India's nagging nuclear policy

Is India considering eventually reneging on a nuclear fuel agreement with the US and reprocessing American-supplied uranium? A press report from New Delhi suggested that this decision is being contemplated. But such a step would constitute an ominous development in the often fragile relationship among the nations sharing the Indian subcontinent. The reprocessing, after all, would recover plutonium, which could be used to produce a nuclear bomb.

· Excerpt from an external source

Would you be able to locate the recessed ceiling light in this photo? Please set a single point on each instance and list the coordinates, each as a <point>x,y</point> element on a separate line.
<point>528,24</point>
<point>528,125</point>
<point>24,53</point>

According to the US State Department, it is the "understanding" of the American government that the reprocessing that is contemplated by India involves non-US spent fuels. The Indian government in past months has strongly insisted that any recovered plutonium would be used to provide power, rather than be used for weapons. Yet, it is no secret that India is concerned that rival Pakistan may be working on a nuclear device. If Pakistan develops such a weapon the political and military balance in the region would be sharply altered. For that reason Prime Minister Gandhi told her nation's Parliament recently that if Pakistan developed nuclear devices India would be forced to do so also.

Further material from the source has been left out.